Top Tip: Task 2 will require you to build the application/workload list of dependencies. If you need information from other teams, it might be useful to ask them for this information before you start the first task, so that you could have their answers by the time you reach Task 2.
To start the move, the first thing you need to do is inventory your current software stack so you can identify the path to equivalent software versions that support Graviton. At this stage, it can be useful to think in terms of software you download (e.g. open source packages, container images, libraries), software you build, and software you procure/license (e.g. monitoring or security agents).
Areas to review:
Operating system and version (the more recent the better).
If your workload is container based, check container images you consume for Arm64 support. Keep in mind many container images now support multiple architectures, which simplifies consumption of those images in a mixed-architecture environment. You can read ECR multiarch support announcement for more details.
All the libraries, frameworks, and runtimes used by the application and its components.
The tools used to build, deploy, and test your application (e.g. compilers, test suites, CI/CD pipelines, provisioning tools, and scripts).
All the tools and/or agents used to deploy and manage the application in production (e.g. monitoring tools or security agents).
The Porting Advisor for Graviton is an open-source command line tool that analyzes source code and generates a report highlighting missing and outdated libraries and code constructs that may require modification along with recommendations for alternatives. It accelerates your transition to AWS Graviton-based instances by reducing the iterative process of identifying and resolving source code and library dependencies.
There are language-specific sections in the AWS Graviton Technical Guide in GitHub with useful pointers to get the best performance from Graviton processors as well as guidance for Operating Systems, Container environments, and various open-source software.
For each component of your software stack, check for arm64/Graviton support. A large portion of this can be done using existing configuration scripts, as your scripts run and install packages you will get messages for any missing components, some may build from source automatically while others will cause the script to fail.
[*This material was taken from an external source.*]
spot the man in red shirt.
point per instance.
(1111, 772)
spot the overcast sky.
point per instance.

Pay attention to software versions as in general the more current your software is the easier the transition, and the more likely you’ll achieve the full performance entitlement from Graviton processors. If you do need to perform upgrades prior to adopting Graviton then it is best to do that using an existing x86 environment to minimize the number of changed variables. We have seen examples where upgrading OS version on x86 was far more involved and time consuming than transitioning to Graviton after the upgrade
When locating software be aware that some tools, including GCC, refer to the architecture as AArch64, others including the Linux Kernel, call it arm64. When checking packages across various repositories, you’ll find those different naming conventions.
If you find any software without support for the Arm64, please let AWS know by reaching out on the re:Post community support forum.
The main ways to check and places to look include:
Package repositories of your chosen Linux distribution(s). Arm64 support within Linux distributions is largely complete: for example, Debian, which has the largest package repository, has over 98% of its packages built for the arm64 architecture.
Container image registry. Amazon ECR now offers public repositories that you can search for arm64 images. DockerHub allows you to search for a specific architecture (arm64 enabled images).
Specific to containers, you may find an amd64 (x86-64) container image you currently use transitioned to a multi-architecture container image when adding Arm64 support. This means you may not find an explicit arm64 container, so be sure to check for both as projects may chose to vend discrete images for x86-64 and arm64 while other projects chose to vend a multi-arch image supporting both architectures.
On GitHub, you can check for arm64 versions in the release section. However, some projects don’t use the release section, or only release source archives, so you may need to visit the main project webpage and check the download section. You can also search the GitHub project for “arm64” or “AArch64” to see whether the project has any arm64 code contributions or issues. Even if a project does not currently produce builds for arm64, in many cases an Arm64 version of those packages will be available through Linux distributions or additional package repositories. You can search for packages using a package search tool such as pkgs.org.
In the download section or platform support matrix of your software vendors, look for references to Arm64, AArch64, or Graviton. Software vendor documentation will often list ‘platform requirements’ which include supported operating system versions and architectures.
Categories of software with potential issues:
Packages or applications sourced from an ISV may not yet be available for Graviton. AWS is working with many software partners to offer technical guidance as they add support for Graviton, but some are still missing or in the process of adding support. A non-exhaustive list of some ISV software can be found in here.
The Python community produces modules built using low level languages (e.g. C/C++) that need to be compiled for the Arm64 architecture. You may use modules that are not currently available as pre-built binaries from the Python Package Index. AWS is actively working with open-source communities to ensure the most popular modules are available. In the meantime we provide specific instructions to resolve the build-time dependencies for missing packages in the Python section of the Graviton Getting Started Guide.